The plaintiffs, Geneva College and Pittsburgh and Erie Catholic dioceses, challenged an opt-out clause written in to the Affordable Care Act to allow religious organizations to opt out of providing coverage to employees for reproductive health care. This accommodation was written explicitly for religious organizations who did not want to directly provide contraceptive options to their employees, claiming it violates religious principles. The plaintiffs challenge the accommodation, claiming that simply filling out the one page opt out form creates a record of their refusal and starts the process for their employees to get such coverage elsewhere.

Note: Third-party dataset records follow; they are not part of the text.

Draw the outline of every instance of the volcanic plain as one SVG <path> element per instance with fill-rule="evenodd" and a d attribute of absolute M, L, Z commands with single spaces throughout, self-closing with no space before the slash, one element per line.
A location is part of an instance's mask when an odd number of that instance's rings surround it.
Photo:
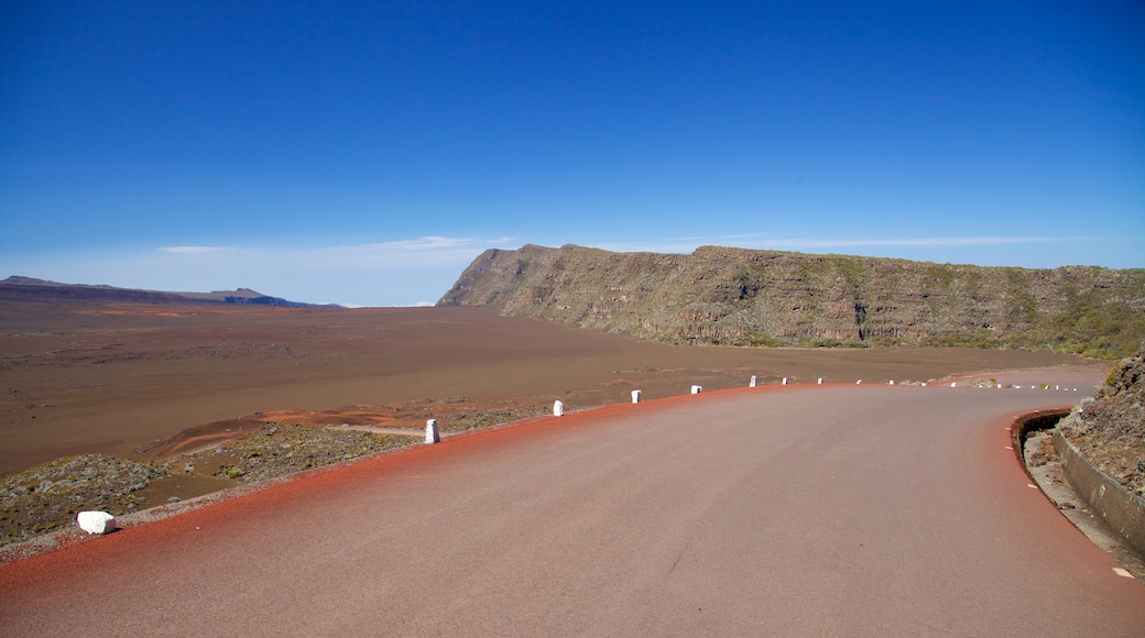
<path fill-rule="evenodd" d="M 1107 362 L 1048 351 L 681 346 L 484 308 L 0 301 L 0 474 L 171 458 L 268 423 L 459 430 L 705 389 Z M 492 413 L 493 417 L 489 415 Z M 468 417 L 468 421 L 466 418 Z"/>

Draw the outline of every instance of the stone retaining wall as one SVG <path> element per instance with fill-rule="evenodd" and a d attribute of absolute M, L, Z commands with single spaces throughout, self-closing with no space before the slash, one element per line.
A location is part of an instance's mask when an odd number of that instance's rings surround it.
<path fill-rule="evenodd" d="M 1061 432 L 1053 433 L 1066 479 L 1115 533 L 1145 555 L 1145 500 L 1093 466 Z"/>

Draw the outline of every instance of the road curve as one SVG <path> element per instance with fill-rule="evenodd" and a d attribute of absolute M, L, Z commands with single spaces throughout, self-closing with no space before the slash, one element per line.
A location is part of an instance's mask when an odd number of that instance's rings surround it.
<path fill-rule="evenodd" d="M 1006 449 L 1014 416 L 1080 396 L 772 386 L 550 418 L 0 567 L 0 627 L 1142 636 L 1145 587 L 1118 576 Z"/>

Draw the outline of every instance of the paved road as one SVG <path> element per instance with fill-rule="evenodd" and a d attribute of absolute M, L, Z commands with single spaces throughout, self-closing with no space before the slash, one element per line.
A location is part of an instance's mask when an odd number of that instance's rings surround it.
<path fill-rule="evenodd" d="M 453 439 L 0 568 L 0 631 L 1142 636 L 1145 587 L 1005 449 L 1080 396 L 772 388 Z"/>

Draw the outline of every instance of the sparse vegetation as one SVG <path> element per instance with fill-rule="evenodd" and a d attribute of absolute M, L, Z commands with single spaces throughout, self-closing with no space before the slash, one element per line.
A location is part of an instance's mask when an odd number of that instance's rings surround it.
<path fill-rule="evenodd" d="M 1114 366 L 1097 398 L 1059 426 L 1098 469 L 1145 497 L 1145 351 Z"/>

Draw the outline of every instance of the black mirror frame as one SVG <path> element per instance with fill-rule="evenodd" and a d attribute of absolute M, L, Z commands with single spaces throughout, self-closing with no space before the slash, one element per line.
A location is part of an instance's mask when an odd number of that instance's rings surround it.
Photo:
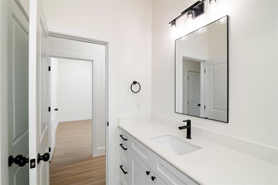
<path fill-rule="evenodd" d="M 182 37 L 185 36 L 186 35 L 188 35 L 190 34 L 191 33 L 192 33 L 195 31 L 197 31 L 199 29 L 201 28 L 202 27 L 206 27 L 208 25 L 210 24 L 214 23 L 216 22 L 216 21 L 219 20 L 221 18 L 225 17 L 227 17 L 227 121 L 220 121 L 219 120 L 214 120 L 212 119 L 209 119 L 209 118 L 206 118 L 205 117 L 200 117 L 199 116 L 193 116 L 192 115 L 190 115 L 189 114 L 184 114 L 183 113 L 178 113 L 176 112 L 176 41 L 177 40 L 178 40 L 180 39 Z M 191 32 L 189 33 L 188 34 L 187 34 L 181 37 L 180 37 L 178 39 L 177 39 L 175 40 L 175 74 L 174 74 L 174 78 L 175 78 L 175 112 L 176 113 L 178 113 L 179 114 L 184 114 L 185 115 L 188 115 L 188 116 L 194 116 L 194 117 L 199 117 L 200 118 L 202 118 L 203 119 L 206 119 L 210 120 L 214 120 L 214 121 L 220 121 L 220 122 L 222 122 L 223 123 L 229 123 L 229 15 L 228 15 L 224 16 L 221 18 L 215 20 L 213 22 L 212 22 L 210 23 L 209 24 L 207 24 L 205 26 L 204 26 L 196 30 L 194 30 L 194 31 L 192 31 L 192 32 Z"/>

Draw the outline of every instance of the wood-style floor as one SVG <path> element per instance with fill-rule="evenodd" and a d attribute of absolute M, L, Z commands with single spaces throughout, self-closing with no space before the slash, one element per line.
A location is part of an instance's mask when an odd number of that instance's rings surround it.
<path fill-rule="evenodd" d="M 105 155 L 92 157 L 91 121 L 59 124 L 49 163 L 51 185 L 105 184 Z"/>

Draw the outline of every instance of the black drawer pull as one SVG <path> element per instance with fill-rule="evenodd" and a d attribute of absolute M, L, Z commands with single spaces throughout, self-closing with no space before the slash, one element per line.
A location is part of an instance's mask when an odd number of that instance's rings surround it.
<path fill-rule="evenodd" d="M 122 139 L 123 139 L 124 141 L 127 141 L 127 139 L 125 139 L 124 138 L 122 137 L 122 135 L 120 135 L 120 137 L 121 137 Z"/>
<path fill-rule="evenodd" d="M 121 165 L 120 166 L 120 167 L 121 168 L 121 169 L 122 170 L 122 172 L 123 172 L 123 173 L 124 174 L 127 174 L 127 171 L 126 171 L 126 171 L 125 171 L 124 170 L 123 170 L 123 169 L 122 169 L 122 165 Z"/>
<path fill-rule="evenodd" d="M 127 150 L 127 148 L 125 148 L 124 147 L 122 146 L 122 143 L 120 144 L 120 146 L 122 147 L 122 148 L 123 149 L 123 150 Z"/>

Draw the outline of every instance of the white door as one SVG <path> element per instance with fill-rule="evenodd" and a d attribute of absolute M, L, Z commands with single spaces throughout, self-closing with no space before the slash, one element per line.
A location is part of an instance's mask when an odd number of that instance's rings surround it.
<path fill-rule="evenodd" d="M 29 23 L 15 1 L 8 2 L 8 154 L 29 157 L 28 62 Z M 29 165 L 13 163 L 9 183 L 28 184 Z"/>
<path fill-rule="evenodd" d="M 205 63 L 205 117 L 227 121 L 227 59 L 211 59 Z"/>
<path fill-rule="evenodd" d="M 200 116 L 200 73 L 188 72 L 187 114 Z"/>
<path fill-rule="evenodd" d="M 53 152 L 55 148 L 55 133 L 56 131 L 56 127 L 58 123 L 58 115 L 56 111 L 58 110 L 58 108 L 56 109 L 57 105 L 56 105 L 56 77 L 55 76 L 56 72 L 55 70 L 55 65 L 54 63 L 57 62 L 56 59 L 49 58 L 49 72 L 48 72 L 48 84 L 49 88 L 48 93 L 48 104 L 50 105 L 50 112 L 48 114 L 49 116 L 48 133 L 49 138 L 48 145 L 50 148 L 50 158 L 49 161 L 51 160 L 53 155 Z M 50 71 L 49 71 L 50 69 Z"/>
<path fill-rule="evenodd" d="M 130 152 L 130 184 L 131 185 L 147 185 L 151 183 L 151 168 L 142 161 L 133 152 Z M 148 175 L 147 175 L 147 172 Z"/>
<path fill-rule="evenodd" d="M 40 1 L 30 1 L 30 183 L 48 184 L 49 157 L 47 124 L 48 33 Z M 39 160 L 41 158 L 43 160 Z"/>

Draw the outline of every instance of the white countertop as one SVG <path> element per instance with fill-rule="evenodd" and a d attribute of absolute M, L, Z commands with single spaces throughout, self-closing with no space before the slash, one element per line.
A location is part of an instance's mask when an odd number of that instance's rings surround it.
<path fill-rule="evenodd" d="M 182 124 L 181 125 L 182 125 Z M 149 121 L 119 126 L 201 184 L 278 184 L 278 166 Z M 169 134 L 202 148 L 178 155 L 150 139 Z"/>

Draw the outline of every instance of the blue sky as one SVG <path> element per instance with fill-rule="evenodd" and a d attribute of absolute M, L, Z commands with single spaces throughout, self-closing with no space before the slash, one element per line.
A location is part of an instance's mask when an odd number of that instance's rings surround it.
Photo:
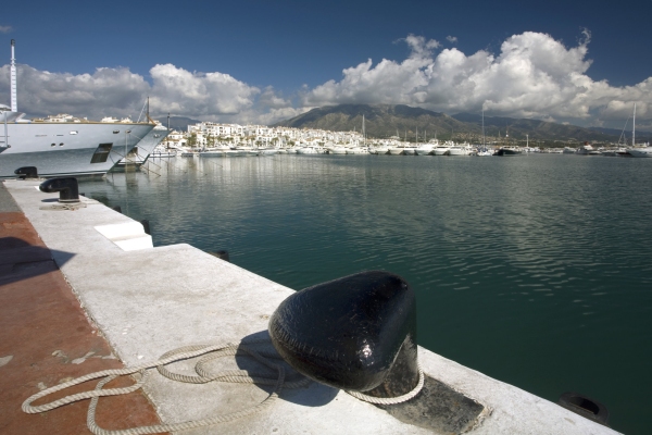
<path fill-rule="evenodd" d="M 150 95 L 223 122 L 361 102 L 622 127 L 637 102 L 644 127 L 651 16 L 652 0 L 33 1 L 0 15 L 0 103 L 13 38 L 29 114 L 134 116 Z"/>

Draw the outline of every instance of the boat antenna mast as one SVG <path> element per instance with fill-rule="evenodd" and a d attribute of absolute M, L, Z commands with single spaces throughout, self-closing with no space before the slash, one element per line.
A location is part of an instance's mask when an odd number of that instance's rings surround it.
<path fill-rule="evenodd" d="M 18 111 L 18 103 L 16 100 L 16 57 L 14 53 L 14 47 L 16 45 L 16 40 L 11 40 L 11 67 L 10 67 L 10 77 L 11 77 L 11 111 Z"/>
<path fill-rule="evenodd" d="M 634 103 L 634 115 L 631 119 L 631 148 L 636 146 L 636 102 Z"/>

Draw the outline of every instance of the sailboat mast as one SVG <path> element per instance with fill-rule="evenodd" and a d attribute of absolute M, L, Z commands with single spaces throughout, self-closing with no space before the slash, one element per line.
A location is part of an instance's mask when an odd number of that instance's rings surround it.
<path fill-rule="evenodd" d="M 636 142 L 636 102 L 634 103 L 634 121 L 631 123 L 631 148 L 635 147 Z"/>
<path fill-rule="evenodd" d="M 362 114 L 362 144 L 366 147 L 366 130 L 364 129 L 364 113 Z"/>
<path fill-rule="evenodd" d="M 11 40 L 11 66 L 10 66 L 10 77 L 11 77 L 11 111 L 18 111 L 18 103 L 16 100 L 16 57 L 14 54 L 14 47 L 16 45 L 16 40 Z"/>

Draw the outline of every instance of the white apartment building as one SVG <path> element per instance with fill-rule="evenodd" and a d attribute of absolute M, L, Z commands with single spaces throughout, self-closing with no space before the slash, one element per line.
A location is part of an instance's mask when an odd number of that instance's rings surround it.
<path fill-rule="evenodd" d="M 239 125 L 201 122 L 188 125 L 188 132 L 173 132 L 168 141 L 179 144 L 190 135 L 196 135 L 197 145 L 255 146 L 255 147 L 288 147 L 317 146 L 338 144 L 343 146 L 361 146 L 364 141 L 358 132 L 327 132 L 323 129 L 269 127 L 266 125 Z M 181 139 L 179 136 L 184 136 Z M 371 144 L 371 141 L 367 141 Z"/>

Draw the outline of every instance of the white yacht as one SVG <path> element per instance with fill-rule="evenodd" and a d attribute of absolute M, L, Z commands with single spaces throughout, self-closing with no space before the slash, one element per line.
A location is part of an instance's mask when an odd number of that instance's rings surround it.
<path fill-rule="evenodd" d="M 126 156 L 154 123 L 91 122 L 70 115 L 27 120 L 17 110 L 14 45 L 11 41 L 11 109 L 0 105 L 0 178 L 35 166 L 39 176 L 103 175 Z"/>
<path fill-rule="evenodd" d="M 576 151 L 576 154 L 589 156 L 593 151 L 593 146 L 589 142 L 584 142 Z"/>
<path fill-rule="evenodd" d="M 405 147 L 389 147 L 389 153 L 391 156 L 401 156 L 405 151 Z"/>
<path fill-rule="evenodd" d="M 0 132 L 9 146 L 0 154 L 0 178 L 15 177 L 23 166 L 35 166 L 45 177 L 103 175 L 154 128 L 153 123 L 26 120 L 7 109 L 0 107 Z"/>
<path fill-rule="evenodd" d="M 466 146 L 453 145 L 448 150 L 448 156 L 468 156 Z"/>
<path fill-rule="evenodd" d="M 448 156 L 448 150 L 451 148 L 449 144 L 439 144 L 432 149 L 435 156 Z"/>
<path fill-rule="evenodd" d="M 297 147 L 298 154 L 316 154 L 318 153 L 315 147 Z"/>
<path fill-rule="evenodd" d="M 148 133 L 133 149 L 127 157 L 117 162 L 118 166 L 143 164 L 154 148 L 163 141 L 170 134 L 170 130 L 156 122 L 156 125 Z"/>
<path fill-rule="evenodd" d="M 631 148 L 628 148 L 627 152 L 637 158 L 652 157 L 652 147 L 649 144 L 647 147 L 636 147 L 636 103 L 634 103 L 634 123 L 631 124 Z"/>
<path fill-rule="evenodd" d="M 350 147 L 347 148 L 347 154 L 368 154 L 369 150 L 365 147 Z"/>
<path fill-rule="evenodd" d="M 435 147 L 432 146 L 432 144 L 428 142 L 422 144 L 418 147 L 416 147 L 414 149 L 414 152 L 416 153 L 416 156 L 430 156 L 434 149 Z"/>
<path fill-rule="evenodd" d="M 347 148 L 339 146 L 339 145 L 326 147 L 326 149 L 328 150 L 328 153 L 330 153 L 330 154 L 346 154 L 347 153 Z"/>

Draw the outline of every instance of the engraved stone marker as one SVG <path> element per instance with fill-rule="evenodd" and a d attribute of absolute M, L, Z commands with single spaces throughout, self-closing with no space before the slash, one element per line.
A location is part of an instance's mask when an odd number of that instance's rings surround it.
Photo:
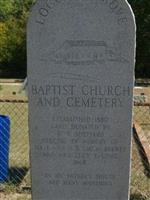
<path fill-rule="evenodd" d="M 128 200 L 134 59 L 127 1 L 37 1 L 28 23 L 33 200 Z"/>

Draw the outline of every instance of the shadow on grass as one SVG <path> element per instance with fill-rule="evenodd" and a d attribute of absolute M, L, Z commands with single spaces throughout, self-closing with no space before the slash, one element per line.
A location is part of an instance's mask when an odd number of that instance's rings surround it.
<path fill-rule="evenodd" d="M 146 200 L 141 194 L 131 194 L 130 200 Z"/>
<path fill-rule="evenodd" d="M 139 136 L 137 134 L 137 131 L 135 129 L 135 127 L 133 127 L 133 137 L 134 137 L 134 140 L 136 142 L 136 145 L 137 145 L 137 148 L 138 148 L 138 152 L 140 154 L 140 157 L 141 157 L 141 161 L 143 163 L 143 166 L 144 166 L 144 174 L 150 178 L 150 163 L 148 161 L 148 158 L 147 158 L 147 155 L 146 155 L 146 152 L 143 148 L 143 145 L 139 139 Z M 141 199 L 142 200 L 142 199 Z"/>
<path fill-rule="evenodd" d="M 9 181 L 14 185 L 19 185 L 28 172 L 26 167 L 11 167 L 9 169 Z"/>

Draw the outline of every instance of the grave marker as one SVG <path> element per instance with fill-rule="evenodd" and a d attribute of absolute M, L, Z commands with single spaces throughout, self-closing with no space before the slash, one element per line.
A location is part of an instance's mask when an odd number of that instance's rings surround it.
<path fill-rule="evenodd" d="M 38 0 L 28 23 L 33 200 L 128 200 L 135 21 L 125 0 Z"/>

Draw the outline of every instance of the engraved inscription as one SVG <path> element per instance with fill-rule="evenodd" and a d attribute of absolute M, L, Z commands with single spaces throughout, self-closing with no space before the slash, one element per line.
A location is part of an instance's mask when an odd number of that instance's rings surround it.
<path fill-rule="evenodd" d="M 57 77 L 58 78 L 58 77 Z M 121 108 L 130 97 L 129 86 L 108 85 L 32 85 L 35 104 L 42 107 Z"/>
<path fill-rule="evenodd" d="M 66 40 L 57 50 L 42 56 L 41 61 L 66 65 L 91 65 L 108 62 L 128 62 L 104 41 Z"/>

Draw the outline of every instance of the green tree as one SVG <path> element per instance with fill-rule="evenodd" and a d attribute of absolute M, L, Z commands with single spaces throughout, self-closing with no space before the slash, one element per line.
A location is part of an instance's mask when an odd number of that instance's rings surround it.
<path fill-rule="evenodd" d="M 33 2 L 0 1 L 0 76 L 26 76 L 26 22 Z"/>

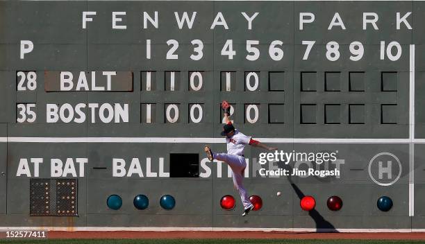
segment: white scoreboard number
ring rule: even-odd
[[[152,50],[151,40],[147,40],[147,58],[151,59]],[[191,53],[190,58],[194,61],[201,60],[203,58],[203,42],[200,40],[194,40],[191,42],[193,46],[193,53]],[[316,41],[302,41],[301,44],[306,45],[306,50],[303,55],[303,60],[308,60],[311,51],[315,48]],[[169,49],[167,52],[165,57],[166,60],[178,60],[178,55],[176,53],[178,49],[178,42],[172,39],[167,41]],[[281,61],[284,57],[283,46],[284,43],[280,40],[274,40],[269,45],[269,57],[274,61]],[[260,49],[256,46],[260,45],[259,40],[249,40],[246,41],[245,59],[249,61],[256,61],[260,58],[261,55]],[[335,41],[331,41],[326,44],[326,48],[324,50],[324,55],[326,59],[331,62],[337,61],[340,59],[340,44]],[[349,60],[351,61],[360,60],[365,54],[365,48],[363,44],[358,41],[353,41],[349,44],[349,50],[351,55]],[[395,52],[394,52],[395,50]],[[401,56],[402,48],[398,42],[390,42],[385,44],[385,41],[381,41],[380,45],[380,57],[381,60],[385,60],[385,56],[390,61],[397,61]],[[228,60],[233,60],[238,53],[233,49],[233,40],[227,40],[223,44],[220,55],[226,57]]]

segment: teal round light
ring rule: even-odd
[[[149,205],[149,200],[146,195],[140,194],[134,198],[133,204],[136,209],[143,210],[147,209]]]
[[[171,195],[164,195],[160,200],[160,204],[164,209],[171,210],[176,206],[176,200]]]
[[[118,195],[111,195],[106,200],[108,207],[114,210],[118,210],[122,206],[122,199]]]

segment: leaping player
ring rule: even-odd
[[[205,146],[204,150],[207,153],[210,161],[213,159],[222,161],[231,167],[232,177],[233,178],[233,185],[239,191],[239,194],[244,205],[244,210],[242,216],[244,216],[254,207],[249,201],[248,193],[242,184],[244,172],[247,167],[244,155],[245,145],[251,145],[269,150],[276,150],[277,148],[268,147],[260,141],[253,139],[251,137],[247,137],[240,132],[239,130],[235,130],[229,118],[230,105],[226,101],[222,103],[222,109],[224,112],[224,119],[226,121],[226,124],[223,126],[222,135],[226,137],[227,153],[212,152],[211,148],[208,146]]]

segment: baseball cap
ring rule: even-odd
[[[231,123],[226,124],[223,126],[223,131],[222,132],[222,135],[225,136],[228,132],[231,132],[233,130],[235,130],[235,128],[233,127],[233,125],[232,125]]]

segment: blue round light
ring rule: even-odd
[[[108,207],[114,210],[118,210],[122,206],[122,199],[118,195],[111,195],[106,200]]]
[[[176,206],[176,200],[171,195],[164,195],[160,200],[160,204],[164,209],[170,210]]]
[[[392,200],[388,196],[382,196],[378,199],[376,205],[378,206],[379,210],[384,212],[388,211],[392,207]]]
[[[133,204],[136,209],[143,210],[147,209],[149,205],[149,200],[144,195],[138,195],[134,198]]]

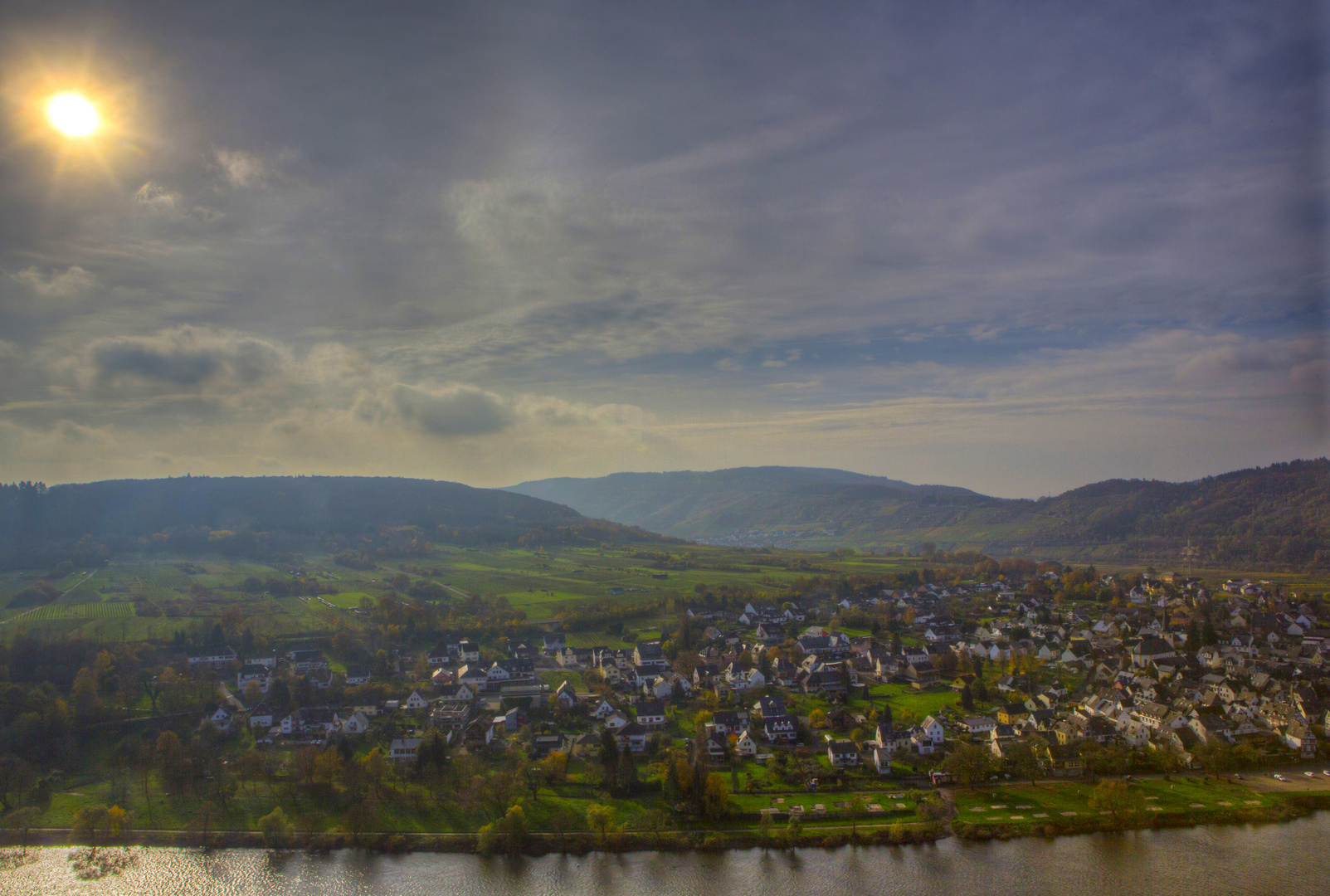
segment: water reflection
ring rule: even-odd
[[[1154,896],[1325,892],[1330,814],[1264,827],[1138,831],[1007,843],[477,857],[145,849],[121,877],[80,881],[66,849],[0,872],[4,896]],[[1282,861],[1279,856],[1297,856]]]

Judge Marjorie O. Rendell and two other judges disagreed entirely with this argument, finding that federal law creates the obligation for contraceptive coverage, not the one page denial form. Whether an entity opts out or not, the coverage is still obligatory. The court found that requiring religious organizations to fill out the accommodation form places "no substantial burden" on the organizations to justify overruling properly enacted Congressional legislation. This is the fourth federal court of appeals to rule the accommodation is not burdensome, and four more are likely to hear the dispute soon. Given the national scope of this argument over the accommodation, the Supreme Court may likely hear the dispute on request by the University of Notre Dame. The University poses an interesting legal question relating to the fact that it is a religiously affiliated non-profit that employs and enrolls people of all faiths. Notre Dame purports that the form violates their rights under the Religious Freedom Restoration Act.

Keywords: litigation, minority trial, Catholic, contraceptive, birth control, Affordable Care Act

Richard Zielinski is a law student at SUNY Buffalo School of Law in Buffalo, New York.